行政をめぐる新たな動きとして取り上げられる、「新しい公共」や「大きな社会」構想といった行政機関の役割の問い直しや、スタートアップ企業やシビックテックとの協働による「官民連携・市民協働」の推進、PFS/SIBといった成果連動型委託契約の導入等も、このような社会課題の複雑化の中で求められているものであると言えます。

ビジネスセクターと「社会課題」

物質的欲求の充足や人口減少の激化は、ビジネスセクターにも大きな影響を及ぼしています。それは、「市場の縮小」という問題です。特にこれまで「大企業」と呼ばれてきた企業を中心に、中長期的な需要減少を前提とした新たな成長戦略を描く必要性が高まっています。

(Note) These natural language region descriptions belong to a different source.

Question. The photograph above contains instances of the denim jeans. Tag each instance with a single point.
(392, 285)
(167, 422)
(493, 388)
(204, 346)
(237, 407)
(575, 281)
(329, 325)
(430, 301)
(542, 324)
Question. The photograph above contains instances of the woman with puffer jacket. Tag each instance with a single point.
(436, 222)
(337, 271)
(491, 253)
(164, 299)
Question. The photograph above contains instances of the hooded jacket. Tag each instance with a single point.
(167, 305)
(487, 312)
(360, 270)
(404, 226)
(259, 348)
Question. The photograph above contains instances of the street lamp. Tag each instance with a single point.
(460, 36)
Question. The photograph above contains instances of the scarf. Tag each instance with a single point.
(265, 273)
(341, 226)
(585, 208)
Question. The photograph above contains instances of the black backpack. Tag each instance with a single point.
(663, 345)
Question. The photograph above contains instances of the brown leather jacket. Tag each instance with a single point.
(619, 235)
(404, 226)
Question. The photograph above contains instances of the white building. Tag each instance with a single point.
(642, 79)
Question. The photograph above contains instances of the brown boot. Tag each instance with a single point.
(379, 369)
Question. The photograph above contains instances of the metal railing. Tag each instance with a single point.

こうした中、企業が持続的に発展していくためには社会課題に正面から向き合う必要があるという声が聞かれるようになりました(環境省「すべての企業が持続的に発展するために- 持続可能な開発目標(S D G sエスディージーズ)活用ガイド -)。SDGsの実現や、社会課題の解決を経営計画に盛り込む企業も増えてきているようです。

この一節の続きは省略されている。